ウェリスタの支店長シオより報告書を見せてもらい、説明を受けていたシェルはその日の夕刻、部下から報告を受けた。

「何だって?バディがいない?」

聞けば町を散策中にいなくなってしまったのだという。
見逃してしまった護衛も護衛だが、そのまま姿をくらます兄も兄だとシェルはため息混じりに思った。
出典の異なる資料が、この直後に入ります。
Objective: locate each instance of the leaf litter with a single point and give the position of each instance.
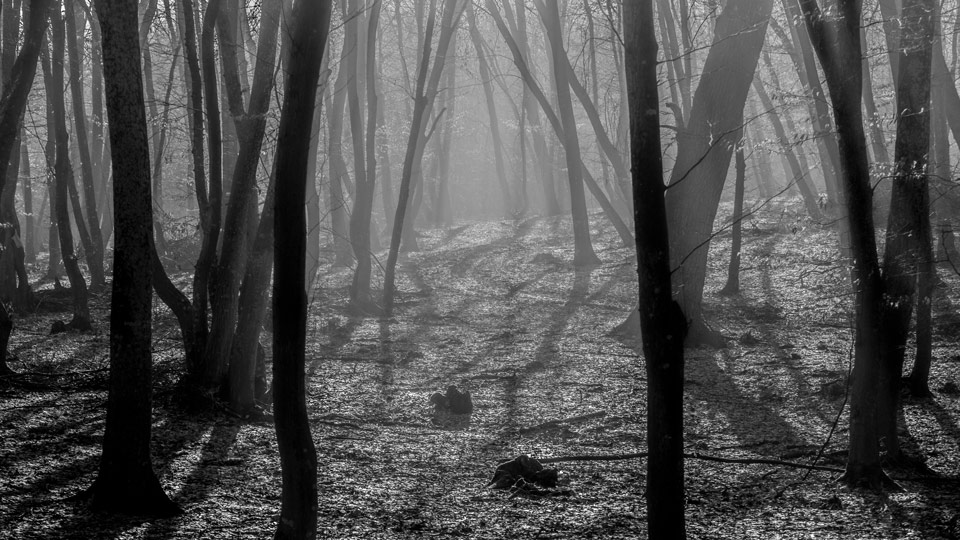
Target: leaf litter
(497, 309)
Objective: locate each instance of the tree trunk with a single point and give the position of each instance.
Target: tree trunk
(64, 177)
(508, 202)
(529, 83)
(584, 255)
(733, 269)
(661, 319)
(12, 104)
(364, 166)
(423, 105)
(836, 40)
(253, 308)
(251, 126)
(336, 202)
(126, 481)
(29, 232)
(298, 456)
(704, 150)
(909, 219)
(94, 251)
(798, 172)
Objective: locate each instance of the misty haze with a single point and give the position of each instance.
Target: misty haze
(524, 269)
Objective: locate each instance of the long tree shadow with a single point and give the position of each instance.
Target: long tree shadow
(205, 475)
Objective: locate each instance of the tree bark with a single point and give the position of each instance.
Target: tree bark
(94, 251)
(909, 220)
(13, 101)
(298, 457)
(733, 269)
(836, 39)
(584, 255)
(663, 325)
(251, 126)
(704, 150)
(64, 177)
(126, 481)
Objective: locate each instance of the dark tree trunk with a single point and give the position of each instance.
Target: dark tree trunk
(529, 83)
(126, 481)
(298, 457)
(251, 126)
(733, 269)
(93, 252)
(909, 215)
(662, 322)
(423, 104)
(214, 199)
(836, 40)
(704, 150)
(64, 177)
(583, 248)
(364, 166)
(253, 308)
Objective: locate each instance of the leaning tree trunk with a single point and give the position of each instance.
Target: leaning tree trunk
(12, 104)
(661, 319)
(424, 97)
(126, 481)
(836, 39)
(251, 126)
(583, 248)
(909, 209)
(733, 269)
(64, 177)
(704, 150)
(298, 456)
(93, 251)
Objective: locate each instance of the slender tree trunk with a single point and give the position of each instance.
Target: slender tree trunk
(423, 105)
(94, 250)
(733, 269)
(909, 219)
(583, 249)
(29, 233)
(663, 325)
(126, 481)
(508, 203)
(251, 126)
(704, 150)
(64, 174)
(799, 173)
(298, 457)
(836, 39)
(13, 101)
(338, 167)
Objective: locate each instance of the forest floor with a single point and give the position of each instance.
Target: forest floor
(497, 308)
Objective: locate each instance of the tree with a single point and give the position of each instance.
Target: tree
(705, 147)
(12, 104)
(424, 97)
(733, 269)
(298, 456)
(94, 249)
(64, 179)
(250, 125)
(836, 39)
(583, 249)
(908, 225)
(662, 321)
(126, 481)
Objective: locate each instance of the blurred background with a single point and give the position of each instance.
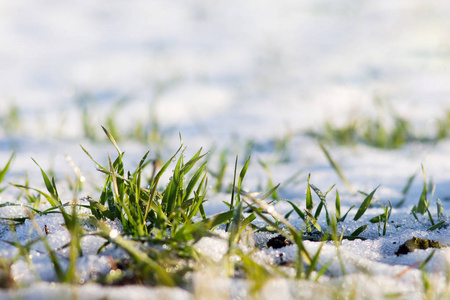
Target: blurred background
(217, 71)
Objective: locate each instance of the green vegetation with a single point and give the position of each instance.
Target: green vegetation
(388, 131)
(161, 222)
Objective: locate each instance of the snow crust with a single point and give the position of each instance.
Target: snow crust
(222, 74)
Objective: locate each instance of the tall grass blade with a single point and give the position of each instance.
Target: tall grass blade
(364, 205)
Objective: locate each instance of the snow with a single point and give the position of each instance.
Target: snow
(223, 74)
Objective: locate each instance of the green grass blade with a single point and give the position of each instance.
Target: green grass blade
(358, 231)
(297, 210)
(113, 141)
(364, 205)
(309, 201)
(6, 168)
「人を増やし、早急に探し出せ。金も使っていい。迅速にな」
「はっ!!」
「俺も空から探してきてやろう」

退屈していたのか、ルーも窓から出ていった。
私も人を出しましょうか?とシオが申し出てくれたのでありがたく受けることにした。何しろ他国だ。地理的に覚束ない面がある。
日が完全に暮れた頃、バディは見つかった。地元の酒場にいたという。
説教せねばと待ちかまえていたシェルは思わぬ事を聞いて驚いた。

「何だって?」
「だから!!ルーが攫われちまったんだって!!」

黄竜が攫われた?とシェルは目を丸くした。どうやったら攫われるのかあの黄色いのが。

「……どうやって」
「俺の肩に乗ってたんだけどよ、鳥みたいにわしづかみされて革袋に入れられて、そのまま走って逃げられた!!」

冗談みたいな話だとシェルはがっくり肩を落とした。珍しい生き物だと思われて攫われたのか、黄竜と判っていて攫われたのか判らない。しかし放っておく訳にもいかないだろう。

「全く面倒な…」
「んなこと言ってる場合じゃねえだろ!?ルーが食われちまったらどうする!?」
「あんな不味そうなトカゲもどきを食べるヤツがいるか。ルーだって抵抗するだろ」

一応七竜だ。自力で脱出してくる可能性も高いに違いない。だが万が一ということもある。

「全力でルーを探し出せ。黄竜とは明かすな。黄色のトカゲという名目で探せ」

命じた後、シェルは兄に向き直った。

「さぁて…バディ。言いたいことはあるか?俺はたっぷりあるぞ。大体お前はここがどこか判っているか?判っていながら一人でのこのこと町を彷徨い歩いたというわけはないよなぁ…?」

そもそもの原因はこの兄にある。この兄がのこのこ姿を眩まさなかったらルーだってシェルの側を離れることはなかったのだ。
たっぷり説教とお仕置きをするつもり満々のシェルであった。